Elasticsearch 近实时搜索 Near Real-Time Search

2022-03-10 作者: escray

Elasticsearch 近实时搜索 Near Real-Time Search（refresh），内容来自 B 站中华石杉 Elasticsearch 顶尖高手系列课程核心知识篇，英文内容来自 Elasticsearch: The Definitive Guide [2.x]

优化写入流程实现NRT近实时

现有流程的问题，每次都必须等待 fsync 将 segment 刷入磁盘，才能将 segment 打开供 search 使用，这样的话，从一个 document 写入，到它可以被搜索，可能会超过1分钟，这就不是近实时的搜索了！主要瓶颈在于 fsync 时磁盘 IO 写数据进磁盘，是很耗时的。

原有流程

这个时候，改进流程的地方到了，ES 不会等待 fsync 将 OS Cache 中的数据刷入 OS Disk，才将 index segment 打开供 search 使用，而是 index segment 数据一到 OS Cache 中，就立即打开，供 search 使用。

每秒，buffer 被刷新到一个新的 index segment 中，所以每秒都会产生一个新的 index segment file

写入流程别改进如下

数据写入os cache，并被打开供搜索的过程，叫做refresh，默认是每隔1秒refresh一次。也就是说，每隔一秒就会将buffer中的数据写入一个新的index segment file，先写入os cache中。所以，es是近实时的，数据写入到可以被搜索，默认是1秒。

可以手动 refresh

POST /my_index/_refresh

一般不需要手动执行，没必要，让es自己搞就可以了

比如说，我们现在的时效性要求，比较低，只要求一条数据写入es，一分钟以后才让我们搜索到就可以了，那么就可以调整 refresh interval

PUT /my_index
{
  "settings": {
    "refresh_interval": "30s"
  }
}

那么，问题来了。Commit 操作在哪里？且听下回分解。

近实时搜索

Committing a new segment to disk requires an fsync to ensure that the segment is physically written to disk and that data will not be lost if there is a power failure. But an fsync is costly, ...

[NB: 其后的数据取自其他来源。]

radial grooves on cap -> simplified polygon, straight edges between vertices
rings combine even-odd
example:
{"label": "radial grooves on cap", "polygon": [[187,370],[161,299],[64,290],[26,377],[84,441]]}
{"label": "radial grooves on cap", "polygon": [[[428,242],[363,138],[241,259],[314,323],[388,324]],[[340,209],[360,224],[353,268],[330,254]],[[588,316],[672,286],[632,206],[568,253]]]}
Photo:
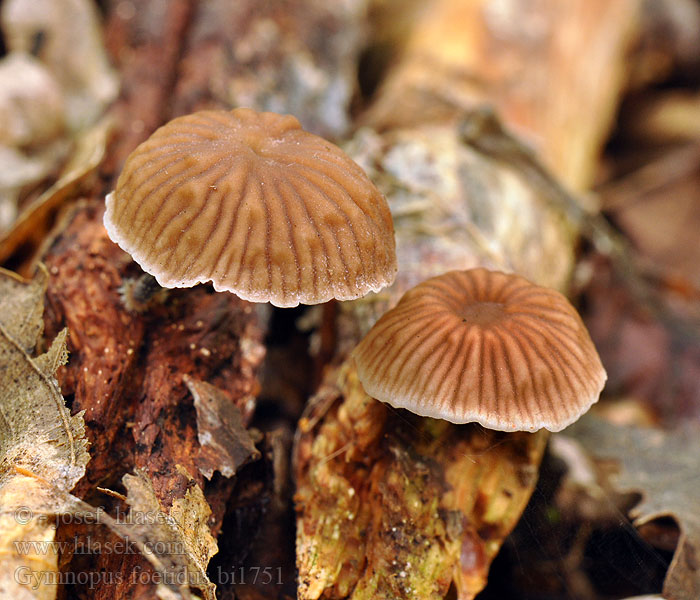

A Lucene index with new documents in the in-memory buffer

documents in the in-memory indexing buffer are written to a new segment. The new segment is written to the filesystem cache first - which is cheap - and only later is it flushed to disk - which is expensive. But once a file is in the cache, it can be opened and read, just like any other file.

Lucene allows new segments to be written and opened - making the documents they contain visible to search - without performing a full commit.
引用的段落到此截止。